Insolvenzen von gesetzlichen Krankenkassen

Schlimmer als Schnupfen

Vielen gesetzlichen Krankenkassen droht die Insolvenz. Zu diesem Ergebnis kommt ein Gutachten, das vom Gesundheitsministerium zurückgehalten wurde. Der Finanzausgleich durch den Gesundheitsfonds, der 2009 von der schwarz-roten Bundesregierung eingeführt wurde, scheint nicht zu funktionieren.

Eigentlich ist das richtig große Sterben schon längst vorbei. Als vor über 100 Jahren in Deutschland mit den ersten Elementen der Sozialversicherung auch die Gesetzliche Krankenversicherung (GKV) eingeführt wurde, entstanden im damaligen Deutschen Reich rund 22 000 Krankenkassen, die sich um die Belange kranker Arbeiter – heute würde man Arbeitnehmer sagen – kümmerten. Die Struktur war dezentral, fast jeder größere Betrieb hatte seine eigene Betriebskrankenkasse. Mit zunehmender Technisierung in der Verwaltung der Mitglieder ging die Zahl der Krankenkassen allmählich zurück. Gab es 1970 noch mehr als 1 800 gesetzliche Krankenkassen, verringerte sich deren Anzahl immer weiter, ihren bisherigen Tiefstand von 154 erreichte sie Mitte des Jahres 2011.
Ein Ende dieser Entwicklung ist nicht abzusehen.
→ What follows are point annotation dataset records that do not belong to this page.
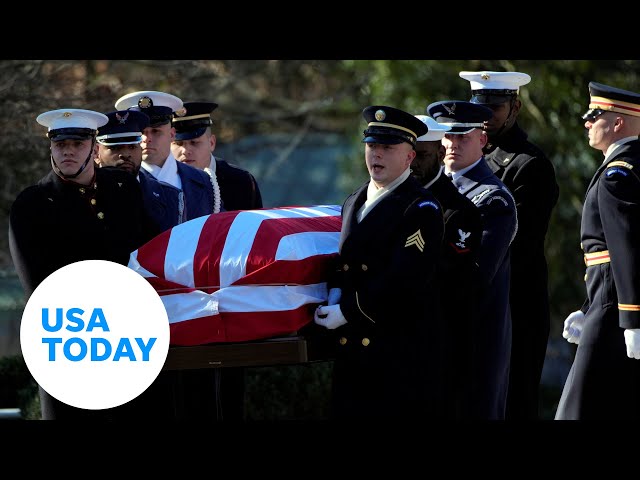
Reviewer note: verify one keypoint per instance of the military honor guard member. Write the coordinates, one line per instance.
(387, 297)
(76, 212)
(458, 266)
(195, 191)
(604, 380)
(527, 172)
(234, 188)
(470, 173)
(119, 147)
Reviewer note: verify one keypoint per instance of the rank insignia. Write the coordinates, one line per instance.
(415, 239)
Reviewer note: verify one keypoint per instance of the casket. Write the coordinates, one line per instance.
(242, 275)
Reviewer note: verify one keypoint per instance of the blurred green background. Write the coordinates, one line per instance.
(297, 125)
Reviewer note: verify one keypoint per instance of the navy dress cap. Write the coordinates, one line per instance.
(193, 119)
(461, 116)
(71, 123)
(604, 97)
(124, 127)
(436, 130)
(492, 88)
(158, 106)
(390, 126)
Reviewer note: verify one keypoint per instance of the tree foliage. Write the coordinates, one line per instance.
(299, 96)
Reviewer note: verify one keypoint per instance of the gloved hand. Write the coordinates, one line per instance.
(573, 327)
(329, 316)
(334, 296)
(632, 339)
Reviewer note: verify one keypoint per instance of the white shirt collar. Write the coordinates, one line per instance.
(616, 144)
(459, 173)
(168, 173)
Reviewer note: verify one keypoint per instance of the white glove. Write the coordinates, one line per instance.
(632, 339)
(573, 327)
(334, 296)
(329, 317)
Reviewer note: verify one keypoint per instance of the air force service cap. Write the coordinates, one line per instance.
(605, 98)
(491, 88)
(71, 123)
(193, 119)
(158, 106)
(436, 130)
(462, 117)
(390, 126)
(124, 127)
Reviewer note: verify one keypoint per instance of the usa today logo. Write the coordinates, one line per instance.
(94, 334)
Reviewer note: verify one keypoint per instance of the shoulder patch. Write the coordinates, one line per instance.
(428, 203)
(614, 170)
(619, 163)
(481, 195)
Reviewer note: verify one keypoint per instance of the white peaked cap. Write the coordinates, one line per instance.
(436, 130)
(72, 118)
(159, 99)
(487, 80)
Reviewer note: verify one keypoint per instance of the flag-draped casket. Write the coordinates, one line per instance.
(242, 275)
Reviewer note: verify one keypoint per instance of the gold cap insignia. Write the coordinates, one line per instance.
(145, 102)
(415, 239)
(122, 118)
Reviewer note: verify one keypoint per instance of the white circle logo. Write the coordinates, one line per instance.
(94, 334)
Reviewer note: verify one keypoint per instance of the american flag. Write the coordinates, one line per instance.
(242, 275)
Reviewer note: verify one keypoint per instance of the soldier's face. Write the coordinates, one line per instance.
(462, 150)
(70, 154)
(156, 143)
(387, 162)
(600, 130)
(196, 151)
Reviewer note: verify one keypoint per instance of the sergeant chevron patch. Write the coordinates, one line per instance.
(415, 239)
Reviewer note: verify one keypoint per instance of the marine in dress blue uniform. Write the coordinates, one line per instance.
(234, 188)
(237, 187)
(458, 266)
(387, 262)
(604, 382)
(527, 172)
(497, 206)
(89, 214)
(124, 128)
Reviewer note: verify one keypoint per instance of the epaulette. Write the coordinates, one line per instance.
(619, 166)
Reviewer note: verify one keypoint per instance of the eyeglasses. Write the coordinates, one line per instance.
(593, 114)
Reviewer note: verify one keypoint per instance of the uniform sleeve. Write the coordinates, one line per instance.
(28, 255)
(499, 227)
(535, 192)
(619, 202)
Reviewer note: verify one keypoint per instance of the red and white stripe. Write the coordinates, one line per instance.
(242, 275)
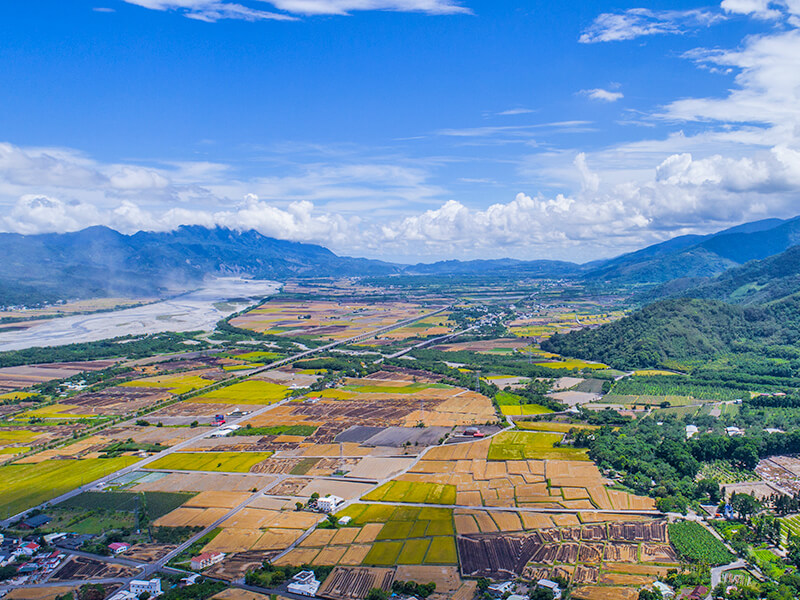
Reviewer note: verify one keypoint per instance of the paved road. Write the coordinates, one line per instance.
(208, 432)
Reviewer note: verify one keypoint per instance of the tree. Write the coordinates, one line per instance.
(745, 505)
(745, 456)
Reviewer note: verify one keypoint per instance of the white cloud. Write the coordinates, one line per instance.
(640, 22)
(761, 9)
(215, 10)
(515, 111)
(602, 95)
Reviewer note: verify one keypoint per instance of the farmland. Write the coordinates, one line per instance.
(531, 445)
(23, 486)
(234, 462)
(387, 435)
(695, 543)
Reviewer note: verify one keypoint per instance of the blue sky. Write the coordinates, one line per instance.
(402, 129)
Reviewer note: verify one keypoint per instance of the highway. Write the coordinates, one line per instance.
(206, 433)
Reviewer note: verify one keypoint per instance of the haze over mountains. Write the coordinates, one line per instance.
(99, 261)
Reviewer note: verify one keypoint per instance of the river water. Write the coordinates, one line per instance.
(196, 310)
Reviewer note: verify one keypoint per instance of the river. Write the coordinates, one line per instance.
(196, 310)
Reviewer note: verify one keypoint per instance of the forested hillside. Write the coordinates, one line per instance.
(685, 333)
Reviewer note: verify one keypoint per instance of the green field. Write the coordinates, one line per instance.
(415, 492)
(157, 504)
(523, 445)
(695, 543)
(442, 551)
(258, 356)
(302, 430)
(24, 486)
(175, 384)
(232, 462)
(383, 554)
(410, 535)
(553, 427)
(515, 405)
(16, 436)
(246, 392)
(411, 388)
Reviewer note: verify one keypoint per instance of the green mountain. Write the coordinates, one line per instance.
(700, 256)
(681, 332)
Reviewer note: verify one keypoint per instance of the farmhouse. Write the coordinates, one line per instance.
(140, 586)
(119, 547)
(546, 584)
(329, 504)
(34, 522)
(304, 583)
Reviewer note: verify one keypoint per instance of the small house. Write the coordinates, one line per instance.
(119, 547)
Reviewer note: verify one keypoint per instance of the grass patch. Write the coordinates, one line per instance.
(232, 462)
(15, 436)
(550, 426)
(413, 552)
(176, 384)
(442, 551)
(303, 430)
(246, 392)
(396, 530)
(695, 543)
(383, 554)
(525, 445)
(25, 486)
(258, 356)
(414, 492)
(411, 388)
(304, 466)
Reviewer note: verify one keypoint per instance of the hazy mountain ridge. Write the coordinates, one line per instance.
(701, 256)
(99, 261)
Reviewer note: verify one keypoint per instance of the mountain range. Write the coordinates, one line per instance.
(99, 261)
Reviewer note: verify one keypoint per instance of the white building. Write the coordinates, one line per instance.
(329, 503)
(549, 585)
(206, 559)
(304, 583)
(500, 588)
(666, 591)
(140, 586)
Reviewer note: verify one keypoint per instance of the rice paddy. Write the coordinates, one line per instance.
(176, 384)
(246, 392)
(523, 445)
(24, 486)
(414, 492)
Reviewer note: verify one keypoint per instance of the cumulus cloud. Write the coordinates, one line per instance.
(761, 9)
(602, 95)
(215, 10)
(640, 22)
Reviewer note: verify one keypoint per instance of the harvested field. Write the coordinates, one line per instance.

Zu dieser Einschätzung gelangt zumindest ein Gutachten, das der wissenschaftliche Beirat des Bundesversicherungsamtes (BVA) erstellt und das Bundesgesundheitsminister Daniel Bahr (FDP) über Monate unter Verschluss gehalten hat. Zuerst veröffentlichte das Handelsblatt wichtige Ergebnisse des Gutachtens und berichtete, dass vielen Krankenkassen die Insolvenz drohe.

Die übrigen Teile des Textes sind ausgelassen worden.